In 2007, Interpersonal Divide author Michael Bugeja contributed a chapter titled–“Digital Ethics in Autonomous Systems“–in Lee Wilkins and Clifford G. Christians The Handbook of Mass Media Ethics.
Here is an excerpt, citing French-Maltese philosopher Jacques Ellul’s dictum that technology overrides human intellect, altering any system in a deterministic manner; “it realizes itself”:
In other words, apply technology to the economy, and the economy henceforth is about technology (think NASDAQ). Apply it to politics, and politics henceforth is about technology (think Kennedy-Nixon debates). Apply it to education, and education henceforth is about technology (think Sesame Street). Apply it to journalism, and journalism henceforth is about technology (think convergence). Moreover, because technology is autonomous and independent of everything, it cannot be blamed for anything.

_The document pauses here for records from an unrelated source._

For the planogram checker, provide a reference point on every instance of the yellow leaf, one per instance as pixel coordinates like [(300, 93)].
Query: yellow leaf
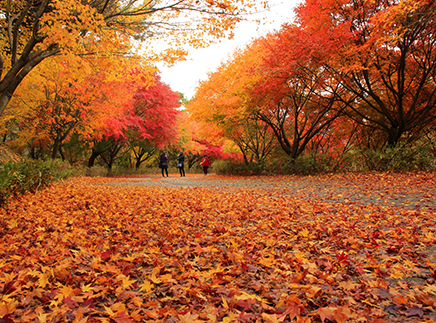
[(397, 274), (154, 279), (225, 305), (43, 280), (272, 318), (229, 318), (245, 296), (127, 282), (109, 311), (146, 286), (87, 288)]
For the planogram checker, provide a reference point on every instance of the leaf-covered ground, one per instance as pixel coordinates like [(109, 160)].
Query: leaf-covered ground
[(342, 248)]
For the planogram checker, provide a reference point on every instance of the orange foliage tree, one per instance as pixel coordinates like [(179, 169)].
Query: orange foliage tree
[(72, 102), (31, 30), (384, 55)]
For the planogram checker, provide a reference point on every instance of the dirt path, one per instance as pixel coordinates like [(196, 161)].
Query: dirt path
[(399, 190)]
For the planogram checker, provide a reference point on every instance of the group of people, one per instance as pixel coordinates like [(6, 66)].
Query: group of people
[(163, 164)]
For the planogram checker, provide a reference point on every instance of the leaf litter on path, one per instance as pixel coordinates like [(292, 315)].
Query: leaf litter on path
[(339, 248)]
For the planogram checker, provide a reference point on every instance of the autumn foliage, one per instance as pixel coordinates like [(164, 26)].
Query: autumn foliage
[(343, 248)]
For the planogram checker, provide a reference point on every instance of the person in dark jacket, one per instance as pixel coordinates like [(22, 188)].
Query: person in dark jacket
[(163, 163), (181, 164), (205, 163)]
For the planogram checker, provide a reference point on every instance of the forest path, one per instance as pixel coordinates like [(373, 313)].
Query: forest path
[(410, 191)]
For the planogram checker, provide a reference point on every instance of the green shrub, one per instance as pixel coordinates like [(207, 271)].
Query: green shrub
[(96, 171), (399, 158), (17, 178)]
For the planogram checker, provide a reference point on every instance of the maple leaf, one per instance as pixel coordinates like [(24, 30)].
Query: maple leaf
[(273, 318), (188, 317), (415, 311), (325, 313)]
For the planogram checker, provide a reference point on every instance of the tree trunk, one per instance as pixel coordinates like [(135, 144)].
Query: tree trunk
[(93, 157)]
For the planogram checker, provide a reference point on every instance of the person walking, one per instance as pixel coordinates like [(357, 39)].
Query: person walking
[(181, 164), (205, 163), (163, 163)]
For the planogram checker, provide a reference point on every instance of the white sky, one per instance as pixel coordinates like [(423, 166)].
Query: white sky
[(185, 75)]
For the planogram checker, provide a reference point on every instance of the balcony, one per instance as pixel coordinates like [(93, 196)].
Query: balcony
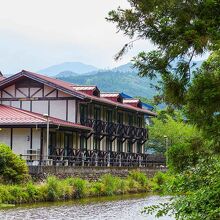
[(115, 129)]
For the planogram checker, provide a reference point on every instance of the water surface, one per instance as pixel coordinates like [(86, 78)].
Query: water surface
[(107, 208)]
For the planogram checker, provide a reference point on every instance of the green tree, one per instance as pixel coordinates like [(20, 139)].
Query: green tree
[(203, 98), (179, 29), (184, 141), (12, 168)]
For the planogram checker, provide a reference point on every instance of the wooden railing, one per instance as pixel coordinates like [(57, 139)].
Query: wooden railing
[(115, 129), (76, 157)]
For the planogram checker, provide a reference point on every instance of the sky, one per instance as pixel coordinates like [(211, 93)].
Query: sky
[(35, 34)]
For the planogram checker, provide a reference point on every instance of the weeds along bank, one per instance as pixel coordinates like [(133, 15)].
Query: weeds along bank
[(54, 189), (16, 186)]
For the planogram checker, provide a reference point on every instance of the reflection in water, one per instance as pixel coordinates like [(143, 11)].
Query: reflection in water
[(120, 207)]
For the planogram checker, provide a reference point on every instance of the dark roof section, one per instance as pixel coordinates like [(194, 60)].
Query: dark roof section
[(14, 116), (68, 88)]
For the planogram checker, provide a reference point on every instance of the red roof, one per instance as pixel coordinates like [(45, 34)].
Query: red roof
[(14, 116), (69, 88), (2, 78)]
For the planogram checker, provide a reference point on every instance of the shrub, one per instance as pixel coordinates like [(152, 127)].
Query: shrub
[(139, 177), (54, 188), (97, 189), (109, 183), (183, 155), (80, 187), (12, 168)]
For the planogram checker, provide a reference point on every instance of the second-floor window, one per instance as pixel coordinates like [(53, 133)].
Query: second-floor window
[(83, 112), (130, 119), (120, 117), (119, 146), (108, 144), (139, 122), (109, 116), (83, 143), (96, 143), (97, 113), (139, 147), (130, 146)]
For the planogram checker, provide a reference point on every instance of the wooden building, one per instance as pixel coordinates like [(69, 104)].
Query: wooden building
[(85, 125)]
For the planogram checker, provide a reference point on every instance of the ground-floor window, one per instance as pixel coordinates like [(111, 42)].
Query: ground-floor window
[(119, 145), (96, 143), (108, 144), (83, 143)]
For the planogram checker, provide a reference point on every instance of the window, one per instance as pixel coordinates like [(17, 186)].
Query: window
[(52, 143), (120, 117), (108, 144), (139, 148), (68, 143), (119, 146), (83, 113), (97, 113), (130, 146), (139, 122), (83, 143), (109, 116), (130, 119), (96, 143)]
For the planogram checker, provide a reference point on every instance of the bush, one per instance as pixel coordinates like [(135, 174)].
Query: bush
[(139, 177), (110, 184), (12, 168), (80, 188), (54, 188), (183, 155)]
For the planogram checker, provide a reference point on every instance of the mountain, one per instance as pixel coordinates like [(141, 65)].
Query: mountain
[(125, 68), (75, 67), (115, 81)]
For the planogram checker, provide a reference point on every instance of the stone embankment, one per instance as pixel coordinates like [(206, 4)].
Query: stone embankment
[(89, 173)]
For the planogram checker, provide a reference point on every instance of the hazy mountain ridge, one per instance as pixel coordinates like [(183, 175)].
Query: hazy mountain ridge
[(76, 67), (115, 81), (123, 78)]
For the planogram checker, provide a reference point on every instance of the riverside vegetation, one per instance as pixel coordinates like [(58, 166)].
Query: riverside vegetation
[(17, 186)]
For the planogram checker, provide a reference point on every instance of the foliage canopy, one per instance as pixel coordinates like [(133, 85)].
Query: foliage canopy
[(12, 167), (179, 29)]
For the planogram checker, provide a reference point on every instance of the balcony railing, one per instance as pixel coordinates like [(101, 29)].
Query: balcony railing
[(77, 157), (115, 129)]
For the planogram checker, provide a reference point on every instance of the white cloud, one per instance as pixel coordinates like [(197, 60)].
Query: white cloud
[(38, 33)]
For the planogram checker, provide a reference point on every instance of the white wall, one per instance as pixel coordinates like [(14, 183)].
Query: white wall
[(5, 136)]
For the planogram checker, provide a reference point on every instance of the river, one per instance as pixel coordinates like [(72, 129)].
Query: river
[(126, 207)]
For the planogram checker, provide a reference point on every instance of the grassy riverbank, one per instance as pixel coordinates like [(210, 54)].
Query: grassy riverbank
[(53, 189)]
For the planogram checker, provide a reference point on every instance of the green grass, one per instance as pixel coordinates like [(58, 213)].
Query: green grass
[(54, 189)]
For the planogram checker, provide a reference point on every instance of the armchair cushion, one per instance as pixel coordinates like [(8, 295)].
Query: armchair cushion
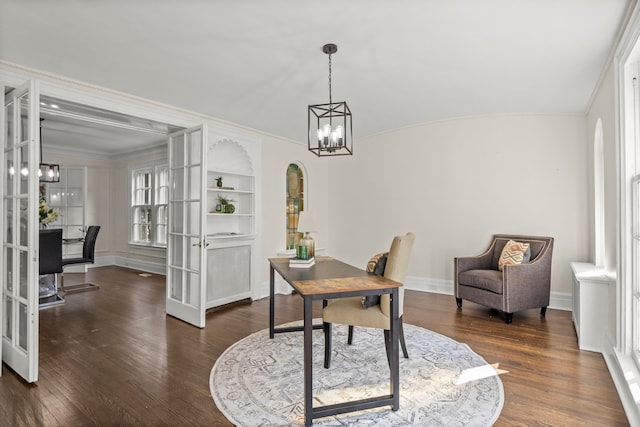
[(490, 280), (514, 253)]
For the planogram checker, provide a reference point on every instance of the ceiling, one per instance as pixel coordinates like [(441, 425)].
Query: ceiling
[(259, 63)]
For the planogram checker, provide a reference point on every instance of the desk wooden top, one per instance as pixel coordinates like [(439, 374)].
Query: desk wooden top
[(330, 276)]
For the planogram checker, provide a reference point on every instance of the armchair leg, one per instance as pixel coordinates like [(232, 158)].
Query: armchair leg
[(326, 327)]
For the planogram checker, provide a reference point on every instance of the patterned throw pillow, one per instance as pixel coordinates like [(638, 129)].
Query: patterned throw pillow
[(376, 265), (514, 253)]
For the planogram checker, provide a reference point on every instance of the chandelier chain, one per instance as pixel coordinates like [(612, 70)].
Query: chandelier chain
[(330, 100)]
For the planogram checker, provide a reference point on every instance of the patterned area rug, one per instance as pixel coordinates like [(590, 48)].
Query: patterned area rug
[(259, 381)]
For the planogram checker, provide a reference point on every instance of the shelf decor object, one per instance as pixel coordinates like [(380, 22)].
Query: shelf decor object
[(330, 131), (306, 245)]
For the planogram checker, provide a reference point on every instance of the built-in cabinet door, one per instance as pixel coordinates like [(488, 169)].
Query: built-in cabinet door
[(186, 266), (19, 225)]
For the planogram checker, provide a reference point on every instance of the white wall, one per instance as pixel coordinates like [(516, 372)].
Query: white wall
[(455, 183), (603, 108)]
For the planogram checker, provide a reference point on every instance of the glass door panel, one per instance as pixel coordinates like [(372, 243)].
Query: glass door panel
[(185, 251), (19, 308)]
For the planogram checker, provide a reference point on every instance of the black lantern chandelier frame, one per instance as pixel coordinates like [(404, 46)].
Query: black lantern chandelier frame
[(330, 130)]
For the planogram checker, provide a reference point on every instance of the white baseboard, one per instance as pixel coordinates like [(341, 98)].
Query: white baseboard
[(136, 264), (626, 378)]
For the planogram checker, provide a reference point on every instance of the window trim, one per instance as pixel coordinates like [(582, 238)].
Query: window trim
[(154, 169)]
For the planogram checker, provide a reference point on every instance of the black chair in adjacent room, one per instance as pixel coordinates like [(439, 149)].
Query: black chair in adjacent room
[(88, 257), (50, 262)]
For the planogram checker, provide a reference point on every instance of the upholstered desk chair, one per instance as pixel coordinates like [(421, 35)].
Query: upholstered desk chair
[(514, 287), (350, 311), (50, 262), (88, 257)]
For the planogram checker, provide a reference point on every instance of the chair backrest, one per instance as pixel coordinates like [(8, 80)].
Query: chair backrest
[(50, 252), (89, 246), (537, 245), (398, 258), (396, 268)]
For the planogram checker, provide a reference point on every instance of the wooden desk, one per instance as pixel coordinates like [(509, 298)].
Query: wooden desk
[(329, 279)]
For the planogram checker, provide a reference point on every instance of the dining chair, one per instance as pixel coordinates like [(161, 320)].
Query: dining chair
[(353, 311), (88, 257), (50, 262)]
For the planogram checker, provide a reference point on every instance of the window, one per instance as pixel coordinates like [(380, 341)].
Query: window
[(294, 204), (149, 198)]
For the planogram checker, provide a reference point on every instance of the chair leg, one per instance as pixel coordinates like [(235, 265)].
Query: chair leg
[(327, 344), (387, 345), (402, 342)]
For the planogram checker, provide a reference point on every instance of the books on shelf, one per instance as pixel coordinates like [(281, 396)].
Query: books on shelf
[(301, 263)]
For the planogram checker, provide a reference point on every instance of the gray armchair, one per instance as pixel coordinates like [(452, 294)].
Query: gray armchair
[(516, 287)]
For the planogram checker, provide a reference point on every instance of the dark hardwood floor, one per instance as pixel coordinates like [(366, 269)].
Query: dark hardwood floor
[(112, 357)]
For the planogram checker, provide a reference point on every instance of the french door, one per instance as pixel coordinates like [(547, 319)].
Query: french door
[(186, 290), (19, 228)]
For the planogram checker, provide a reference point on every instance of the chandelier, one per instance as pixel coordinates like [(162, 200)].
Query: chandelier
[(330, 130)]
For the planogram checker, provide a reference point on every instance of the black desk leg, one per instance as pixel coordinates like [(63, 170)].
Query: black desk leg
[(308, 362), (271, 301), (395, 356)]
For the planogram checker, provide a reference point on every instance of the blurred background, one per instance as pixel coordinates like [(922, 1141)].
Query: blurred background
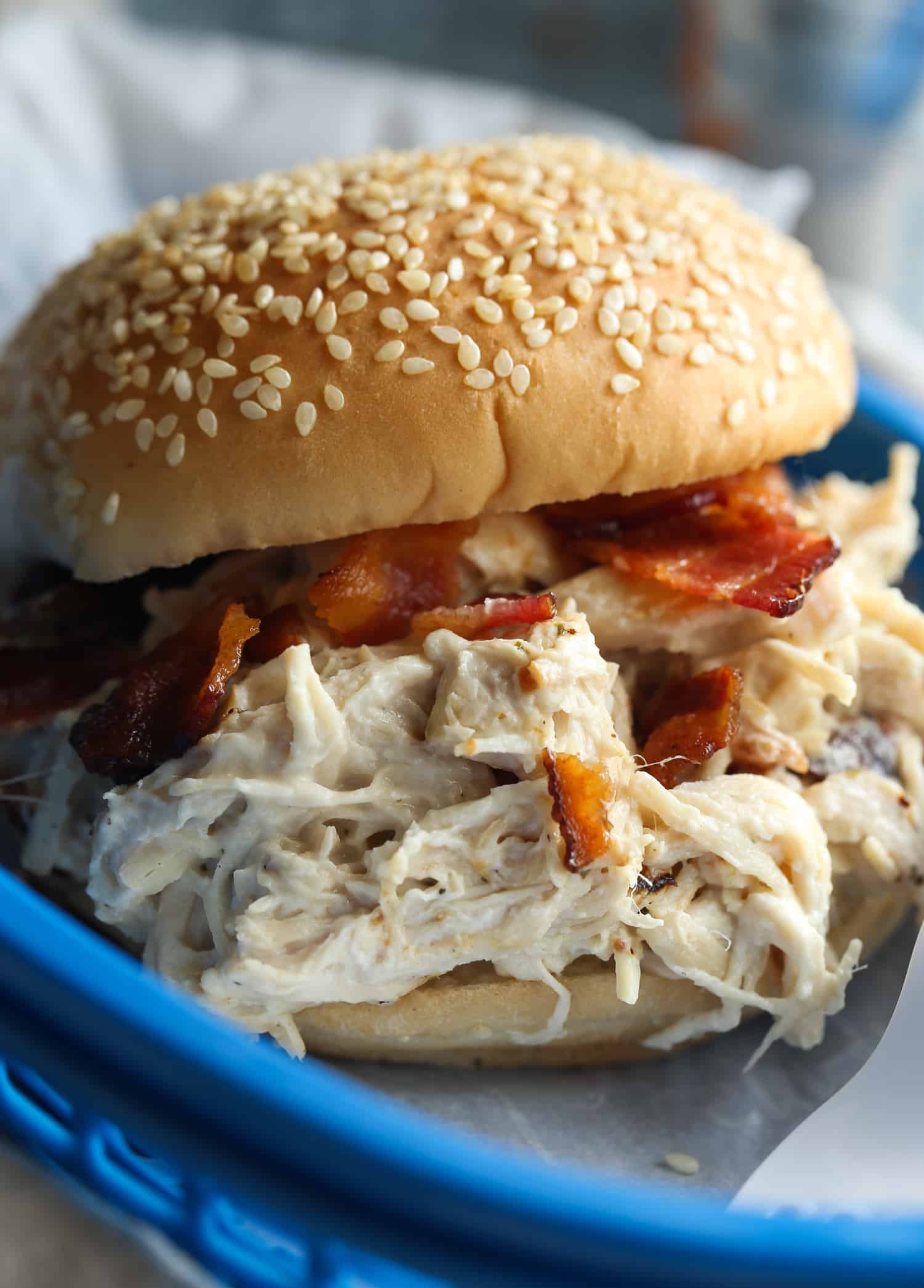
[(830, 85)]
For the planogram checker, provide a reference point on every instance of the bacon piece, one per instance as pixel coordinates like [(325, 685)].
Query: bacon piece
[(169, 699), (580, 794), (764, 491), (278, 632), (729, 540), (690, 722), (472, 621), (38, 683), (384, 579)]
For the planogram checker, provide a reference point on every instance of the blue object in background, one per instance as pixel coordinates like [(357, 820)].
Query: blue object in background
[(313, 1158)]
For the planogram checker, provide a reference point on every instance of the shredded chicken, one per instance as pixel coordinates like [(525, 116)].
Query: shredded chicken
[(363, 820)]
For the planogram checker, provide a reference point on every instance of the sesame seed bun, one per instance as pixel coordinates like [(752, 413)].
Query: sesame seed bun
[(466, 1018), (411, 338)]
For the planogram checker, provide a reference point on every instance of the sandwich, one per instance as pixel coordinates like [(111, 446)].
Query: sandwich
[(419, 651)]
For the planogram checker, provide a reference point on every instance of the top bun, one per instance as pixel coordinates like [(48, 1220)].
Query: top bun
[(411, 338)]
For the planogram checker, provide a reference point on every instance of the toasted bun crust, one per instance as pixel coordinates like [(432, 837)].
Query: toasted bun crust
[(121, 393), (466, 1018)]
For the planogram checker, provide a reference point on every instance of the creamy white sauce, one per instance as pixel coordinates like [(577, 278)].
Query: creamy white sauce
[(366, 820)]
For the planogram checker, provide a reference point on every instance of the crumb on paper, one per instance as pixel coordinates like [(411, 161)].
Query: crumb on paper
[(684, 1164)]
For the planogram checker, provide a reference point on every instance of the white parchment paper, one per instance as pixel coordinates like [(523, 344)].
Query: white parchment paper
[(99, 118)]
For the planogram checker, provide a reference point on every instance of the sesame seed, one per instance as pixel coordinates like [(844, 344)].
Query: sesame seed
[(293, 308), (519, 379), (489, 311), (208, 422), (469, 353), (416, 366), (339, 347), (145, 433), (177, 450), (263, 364), (502, 232), (131, 409), (235, 325), (354, 302), (306, 417), (110, 509), (628, 353), (737, 412), (269, 397), (183, 385), (393, 320), (421, 311), (334, 397), (700, 354), (391, 351)]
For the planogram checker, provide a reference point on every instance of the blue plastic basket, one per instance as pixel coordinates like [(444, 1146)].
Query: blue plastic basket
[(286, 1174)]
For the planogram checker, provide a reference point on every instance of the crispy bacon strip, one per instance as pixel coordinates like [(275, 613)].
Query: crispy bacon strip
[(580, 794), (691, 720), (38, 683), (384, 579), (729, 539), (169, 701), (472, 621), (278, 632)]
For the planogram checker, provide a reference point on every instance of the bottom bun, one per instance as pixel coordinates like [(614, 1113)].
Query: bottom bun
[(468, 1018)]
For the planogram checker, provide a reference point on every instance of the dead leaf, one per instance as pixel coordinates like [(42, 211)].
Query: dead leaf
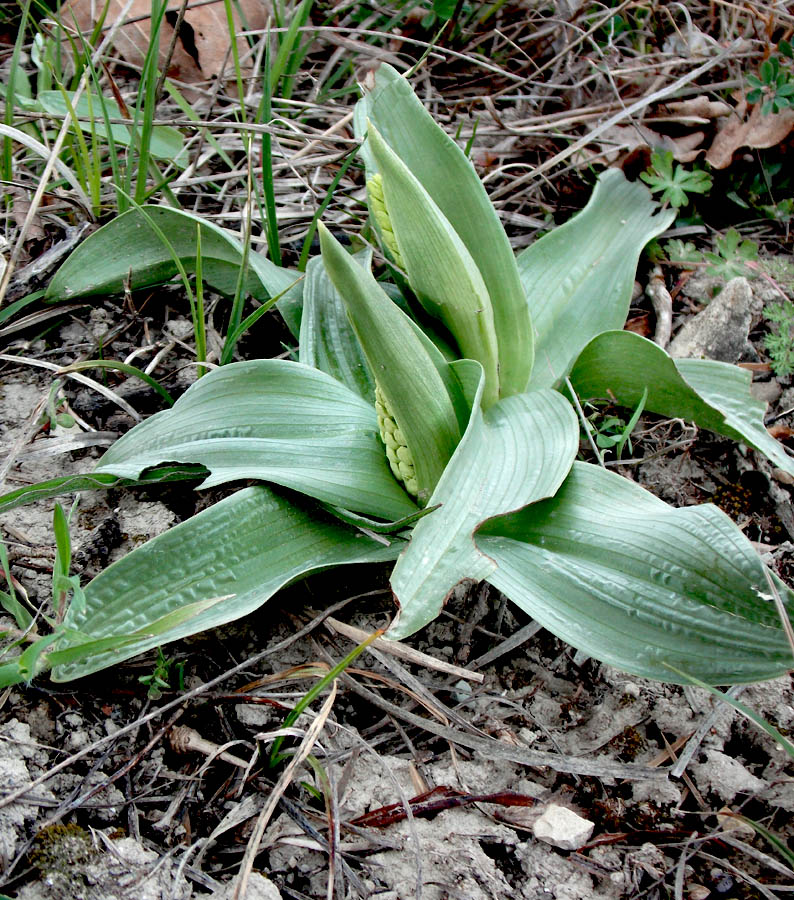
[(202, 49), (619, 138), (756, 131), (699, 107)]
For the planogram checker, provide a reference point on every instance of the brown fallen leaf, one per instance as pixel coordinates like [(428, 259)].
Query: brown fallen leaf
[(740, 130), (615, 141), (202, 49), (701, 107)]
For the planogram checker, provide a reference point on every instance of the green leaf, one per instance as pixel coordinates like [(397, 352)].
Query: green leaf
[(66, 484), (516, 453), (327, 340), (674, 184), (745, 710), (166, 142), (273, 420), (443, 170), (415, 381), (711, 394), (249, 545), (579, 277), (439, 267), (617, 573), (127, 249)]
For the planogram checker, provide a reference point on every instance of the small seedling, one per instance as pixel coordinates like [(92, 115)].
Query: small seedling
[(683, 253), (780, 341), (733, 256), (158, 681), (613, 432), (674, 183), (773, 87), (52, 415)]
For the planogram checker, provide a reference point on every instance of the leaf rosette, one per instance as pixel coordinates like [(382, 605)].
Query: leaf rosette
[(483, 482)]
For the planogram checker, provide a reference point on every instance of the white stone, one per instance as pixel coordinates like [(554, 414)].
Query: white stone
[(259, 888), (562, 827)]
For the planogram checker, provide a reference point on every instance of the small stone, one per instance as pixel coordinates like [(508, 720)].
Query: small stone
[(730, 822), (721, 330), (562, 827), (259, 888)]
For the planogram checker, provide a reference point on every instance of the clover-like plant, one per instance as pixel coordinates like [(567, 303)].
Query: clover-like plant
[(445, 440)]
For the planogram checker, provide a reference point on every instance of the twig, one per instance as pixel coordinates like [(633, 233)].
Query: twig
[(403, 651), (241, 887)]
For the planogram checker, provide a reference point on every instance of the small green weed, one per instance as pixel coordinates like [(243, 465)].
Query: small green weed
[(733, 255), (159, 679), (780, 340), (773, 87), (674, 183)]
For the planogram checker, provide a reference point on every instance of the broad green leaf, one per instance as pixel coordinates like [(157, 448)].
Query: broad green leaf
[(249, 545), (327, 340), (439, 267), (517, 452), (128, 250), (578, 278), (443, 170), (276, 421), (639, 585), (66, 484), (711, 394), (407, 374), (166, 142)]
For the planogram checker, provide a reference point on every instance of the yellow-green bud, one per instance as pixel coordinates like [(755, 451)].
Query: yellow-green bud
[(382, 218), (399, 456)]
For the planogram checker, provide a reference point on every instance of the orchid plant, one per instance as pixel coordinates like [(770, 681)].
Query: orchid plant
[(434, 425)]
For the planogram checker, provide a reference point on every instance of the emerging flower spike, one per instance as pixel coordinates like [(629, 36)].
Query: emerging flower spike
[(399, 454), (382, 218)]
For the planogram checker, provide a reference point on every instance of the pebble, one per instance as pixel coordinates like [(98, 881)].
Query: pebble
[(562, 827)]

Ralph Nader is challenging that last assumption, calling for a recall of all Boeing Max 8 aircraft, just like auto companies do. “They’ve got to go back to the drawing board, a clean sheet design of a new plane.”
A new edition of Wilkins and Christian’s The Handbook of Mass Media Ethics is in process with an updated Bugeja chapter, to be published by Routledge/Taylor & Francis. Wilkins and Christians rank among the top media ethicists. Wilkins also focuses her research on media coverage of the environment and hazards and risks. Christians is internationally known for his research in the contemporary study and philosophy of ethics and technology.